And yet an examination of the Treasury’s own website that listscharities designated for terrorist fundraising shows a precipitous drop since Obama came into office. Between the Sept. 11, 2001, attacks and the February 2009 designation of the Tamil foundation, the U.S. designated eight major U.S.-based charities for terrorist fundraising. These included al-Qaeda fronts such as the U.S. branch of the al-Haramain Foundation and the Benevolence International Foundation. In this period, the U.S. government also blacklisted groups that raised money for the Palestinian terror group Hamas, including the Holy Land Foundation, and for the Lebanese militia and political party Hezbollah, like the Good Will Charitable Organization.
While the Obama administration has not designated any U.S. charities since its first month in office, it has nonetheless continued to squeeze not only al-Qaeda but also Hezbollah and Hamas. On Wednesday, Daniel Glazer, the assistant secretary of Treasury for terrorist financing, told the Foundation for the Defense of Democracies that his office has waged a campaign over the last five years to keep Hezbollah out of the international financial system.
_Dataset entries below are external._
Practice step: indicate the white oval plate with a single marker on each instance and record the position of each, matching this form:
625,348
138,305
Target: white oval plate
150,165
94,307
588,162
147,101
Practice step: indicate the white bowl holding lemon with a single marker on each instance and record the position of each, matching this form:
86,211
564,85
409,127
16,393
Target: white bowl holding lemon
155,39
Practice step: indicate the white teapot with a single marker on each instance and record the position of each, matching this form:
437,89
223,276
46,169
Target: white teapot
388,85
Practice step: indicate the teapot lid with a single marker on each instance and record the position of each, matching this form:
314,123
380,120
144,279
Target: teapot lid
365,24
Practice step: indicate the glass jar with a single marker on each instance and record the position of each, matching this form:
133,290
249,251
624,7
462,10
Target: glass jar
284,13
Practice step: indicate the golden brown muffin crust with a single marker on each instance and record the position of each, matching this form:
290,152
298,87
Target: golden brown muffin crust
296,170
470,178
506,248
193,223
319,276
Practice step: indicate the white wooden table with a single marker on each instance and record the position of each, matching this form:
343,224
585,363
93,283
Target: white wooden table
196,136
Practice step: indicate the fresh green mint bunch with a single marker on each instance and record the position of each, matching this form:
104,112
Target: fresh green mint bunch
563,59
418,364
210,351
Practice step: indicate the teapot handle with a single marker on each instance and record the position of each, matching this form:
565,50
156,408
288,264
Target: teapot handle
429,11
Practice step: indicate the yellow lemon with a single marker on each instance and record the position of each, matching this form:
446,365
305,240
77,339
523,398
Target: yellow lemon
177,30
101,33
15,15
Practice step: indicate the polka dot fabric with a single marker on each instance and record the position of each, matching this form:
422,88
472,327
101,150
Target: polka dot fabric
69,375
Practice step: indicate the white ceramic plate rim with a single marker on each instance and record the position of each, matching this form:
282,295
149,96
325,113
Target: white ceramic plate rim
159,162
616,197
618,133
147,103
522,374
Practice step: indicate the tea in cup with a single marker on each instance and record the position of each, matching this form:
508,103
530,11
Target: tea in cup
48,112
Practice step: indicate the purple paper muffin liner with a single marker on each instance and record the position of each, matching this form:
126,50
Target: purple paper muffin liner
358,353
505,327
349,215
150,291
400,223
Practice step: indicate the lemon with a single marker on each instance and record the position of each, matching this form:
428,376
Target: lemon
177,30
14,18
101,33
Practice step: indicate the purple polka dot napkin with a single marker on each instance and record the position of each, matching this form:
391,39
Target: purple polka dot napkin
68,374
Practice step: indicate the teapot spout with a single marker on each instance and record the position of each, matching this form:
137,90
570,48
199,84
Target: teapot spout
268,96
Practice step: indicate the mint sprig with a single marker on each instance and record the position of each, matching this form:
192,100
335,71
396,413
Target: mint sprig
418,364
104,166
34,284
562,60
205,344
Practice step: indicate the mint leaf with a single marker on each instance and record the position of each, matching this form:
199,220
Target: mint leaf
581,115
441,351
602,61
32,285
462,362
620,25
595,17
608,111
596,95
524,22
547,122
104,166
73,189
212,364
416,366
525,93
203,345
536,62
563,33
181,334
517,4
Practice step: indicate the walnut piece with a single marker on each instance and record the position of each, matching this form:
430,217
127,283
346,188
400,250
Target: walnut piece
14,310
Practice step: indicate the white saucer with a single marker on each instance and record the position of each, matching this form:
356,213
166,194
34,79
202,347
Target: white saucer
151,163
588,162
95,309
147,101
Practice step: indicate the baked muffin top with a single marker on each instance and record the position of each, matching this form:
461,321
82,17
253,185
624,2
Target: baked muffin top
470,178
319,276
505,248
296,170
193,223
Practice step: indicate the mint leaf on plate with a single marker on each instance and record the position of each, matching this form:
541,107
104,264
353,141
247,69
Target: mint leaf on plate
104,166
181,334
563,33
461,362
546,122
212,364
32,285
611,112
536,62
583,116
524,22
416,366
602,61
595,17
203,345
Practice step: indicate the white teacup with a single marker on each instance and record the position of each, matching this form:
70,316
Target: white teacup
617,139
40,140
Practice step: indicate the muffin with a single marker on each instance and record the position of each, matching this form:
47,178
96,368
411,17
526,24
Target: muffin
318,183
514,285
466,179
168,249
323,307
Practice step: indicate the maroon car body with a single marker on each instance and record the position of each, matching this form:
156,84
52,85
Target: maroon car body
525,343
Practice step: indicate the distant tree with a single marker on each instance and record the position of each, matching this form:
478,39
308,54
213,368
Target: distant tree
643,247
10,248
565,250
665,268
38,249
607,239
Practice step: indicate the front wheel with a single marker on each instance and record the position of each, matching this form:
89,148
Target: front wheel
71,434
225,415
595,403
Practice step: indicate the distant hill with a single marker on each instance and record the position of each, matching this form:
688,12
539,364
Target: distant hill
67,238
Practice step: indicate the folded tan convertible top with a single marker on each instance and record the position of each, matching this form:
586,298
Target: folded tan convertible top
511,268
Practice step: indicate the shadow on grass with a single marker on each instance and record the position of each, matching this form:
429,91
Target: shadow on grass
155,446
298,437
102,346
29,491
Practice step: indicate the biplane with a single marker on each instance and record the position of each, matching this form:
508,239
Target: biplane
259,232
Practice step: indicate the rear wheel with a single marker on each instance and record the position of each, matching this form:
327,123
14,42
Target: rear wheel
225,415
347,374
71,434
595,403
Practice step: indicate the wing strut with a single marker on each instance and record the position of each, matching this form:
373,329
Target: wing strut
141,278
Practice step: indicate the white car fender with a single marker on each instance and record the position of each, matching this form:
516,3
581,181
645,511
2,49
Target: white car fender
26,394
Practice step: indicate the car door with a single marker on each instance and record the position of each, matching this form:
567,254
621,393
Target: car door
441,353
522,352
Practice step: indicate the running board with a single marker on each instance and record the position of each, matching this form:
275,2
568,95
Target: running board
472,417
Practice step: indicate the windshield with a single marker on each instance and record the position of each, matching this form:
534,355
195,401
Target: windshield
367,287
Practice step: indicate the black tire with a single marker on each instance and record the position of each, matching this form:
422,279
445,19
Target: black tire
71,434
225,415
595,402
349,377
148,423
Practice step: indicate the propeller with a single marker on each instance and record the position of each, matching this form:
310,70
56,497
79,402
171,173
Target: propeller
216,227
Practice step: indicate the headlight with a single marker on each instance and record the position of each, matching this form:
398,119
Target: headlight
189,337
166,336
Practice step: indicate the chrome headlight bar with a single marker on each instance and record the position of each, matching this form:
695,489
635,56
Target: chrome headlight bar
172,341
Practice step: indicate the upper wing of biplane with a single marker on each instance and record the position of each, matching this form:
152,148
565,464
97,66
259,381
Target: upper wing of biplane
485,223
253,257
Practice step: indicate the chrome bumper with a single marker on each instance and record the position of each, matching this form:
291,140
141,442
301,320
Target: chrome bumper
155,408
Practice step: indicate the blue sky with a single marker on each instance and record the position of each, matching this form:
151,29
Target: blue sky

Some experts say the U.S. has stopped designating U.S.-based charities in part because terrorist groups have determined it’s too risky to set up a philanthropic front in the U.S. these days. “Our enforcement efforts did have an effect on the ability of groups to openly organize and use non-governmental organizations as fundraising mechanisms for designated terrorist organizations,” Juan Zarate, a deputy national security adviser for counter-terrorism under George W. Bush, told me.
Zarate is in a position to know. He is one of the architects of the U.S. government’s post-9/11 policy on counter-terrorist financing. He said the days of major charity designations like the Holy Land Foundation “are over in part because it is now understood the U.S. government will look closely and not sympathetically on any groups that are set up to mask or to hide funding for terrorist organizations.”
While Zarate and other experts I spoke to said it would be a mistake to assume that no terrorist groups would try to set up fronts to raise money in the U.S., the nature of the business has nonetheless changed. “ISIS doesn’t have to create a U.S. NGO, they run a war economy,” said Zarate. “Al-Shabaab, they are taxing people, they are engaged in other kinds of illicit trade.”